Легко понять, что для поколения молодых художников, встретившихся лицом к лицу с новейшими течениями западной живописи в том же 1957 году на московском Международном фестивале молодежи, разрыв между доктриной социалистического реализма и новациями интернационального искусства казался ошеломляющим. И само соцреалистическое художество, и его теоретические обоснования, и суждения искусствоведов, — все предстало очевидной фальшью. На фоне послесталинской «оттепели», казавшейся временем радикального обновления, эксперимента, поиска новых путей, ревизия прежнего художественного канона представлялась естественной и необходимой. В свою очередь, встреча с реальностью современного западного искусства только укрепляла решимость новых инициатив. Работать по-старому после выставок Пабло Пикассо (1956 г.), польских абстракционистов (1958 г.), американского (1959 г.) и французского искусства (1961 г.) молодое поколение художников уже не могло. Ведь вместе с выставками, где демонстрировались возможности сосуществования различных направлений в искусстве, было еще и знакомство с людьми из других, недавно отгороженных «железным занавесом» стран, знакомство с западными журналами, книгами, фильмами, новыми идеями, вкусами, крепившими пробудившееся чувство личностной свободы.
Именно в эти годы и складываются две линии новаторства: реформистская — попытка модифицировать канон социалистического реализма обращением к «искренности» и «суровой правде жизни» и радикальная — основанная на полном разрыве с каноном.
Первая, представленная художниками так называемого «сурового стиля», в конце концов была адаптирована официозом и до последних лет представляла собой «левое», «либеральное» крыло Союза художников. В отличие от консервативных догматиков, художники этого направления пытались более расширительно истолковать принципы социалистического реализма и «верность национальным традициям», чтобы вписать в них элементы, заимствованные из традиций русской живописи 1920–х годов и классического мирового искусства. Именно эти стратегии соцреалистического маньеризма и представлены в коллекции Ю.Трайсмана картинами Д.Жилинского, Т.Назаренко, Н.Нестеровой, М.Ромадина.

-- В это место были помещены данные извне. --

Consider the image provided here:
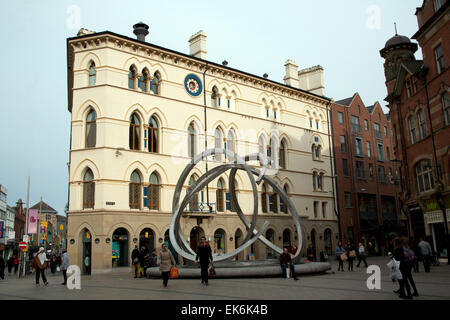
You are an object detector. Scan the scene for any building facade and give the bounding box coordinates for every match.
[66,24,338,274]
[0,185,16,259]
[331,94,406,255]
[380,0,449,256]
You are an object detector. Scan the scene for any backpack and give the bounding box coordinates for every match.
[403,248,415,263]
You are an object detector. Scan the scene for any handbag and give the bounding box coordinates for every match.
[349,250,356,258]
[169,266,179,279]
[133,257,139,264]
[340,253,348,261]
[209,265,216,277]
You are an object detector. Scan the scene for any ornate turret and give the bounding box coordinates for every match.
[380,33,418,82]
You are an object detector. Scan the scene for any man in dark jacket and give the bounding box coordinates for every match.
[131,246,140,278]
[195,237,213,285]
[280,247,299,280]
[0,253,5,280]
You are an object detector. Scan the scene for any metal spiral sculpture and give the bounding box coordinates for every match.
[169,148,303,262]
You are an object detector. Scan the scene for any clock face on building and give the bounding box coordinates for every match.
[184,74,202,96]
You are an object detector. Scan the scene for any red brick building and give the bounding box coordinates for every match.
[380,0,449,257]
[331,94,405,255]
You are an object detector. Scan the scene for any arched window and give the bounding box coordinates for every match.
[85,109,96,148]
[128,65,137,89]
[267,138,272,162]
[280,185,288,214]
[269,189,278,213]
[214,127,223,161]
[149,172,160,210]
[261,184,268,213]
[408,116,416,144]
[138,69,149,92]
[258,136,265,155]
[129,170,141,209]
[279,140,286,169]
[83,169,95,209]
[216,178,225,212]
[129,112,140,150]
[214,229,226,254]
[312,171,317,191]
[150,72,160,95]
[318,173,324,191]
[88,61,96,86]
[416,160,434,193]
[226,130,236,161]
[417,109,426,139]
[211,86,219,107]
[188,175,199,212]
[148,116,158,153]
[188,122,197,158]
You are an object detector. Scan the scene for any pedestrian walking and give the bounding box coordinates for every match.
[306,243,314,262]
[411,239,421,272]
[31,247,48,287]
[0,253,5,280]
[131,245,140,278]
[60,250,69,285]
[345,240,356,271]
[402,239,419,297]
[50,255,57,275]
[418,237,432,272]
[139,246,147,278]
[279,247,299,280]
[356,242,368,268]
[335,241,346,272]
[195,236,213,285]
[13,255,19,274]
[393,238,418,299]
[7,256,13,275]
[158,243,176,287]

Вторая — радикальная — линия новаторства вообще отвернулась от доктрины и канона социалистического реализма. Художников этой ориентации влекло иное, принципиально другое искусство: либо беспредметное, либо экспрессионистическое и сюрреалистическое, либо — обращенное к фантастике и метафизике. Конечно, это искусство не возникло на пустом месте. Как уже говорилось, исключительную роль в его становлении сыграло знакомство с приоткрывшимся миром послевоенной художественной практики Америки, Западной и Восточной Европы. Примеры нового западного искусства, на многие годы ставшие образцом подлинного новаторства, воспринимались сквозь отечественную традицию модернистской борьбы с «литературностью»: борьбы во имя «чистой живописи», «чистой формы», «чистой выразительности», самоценного и самодостаточного «артистизма».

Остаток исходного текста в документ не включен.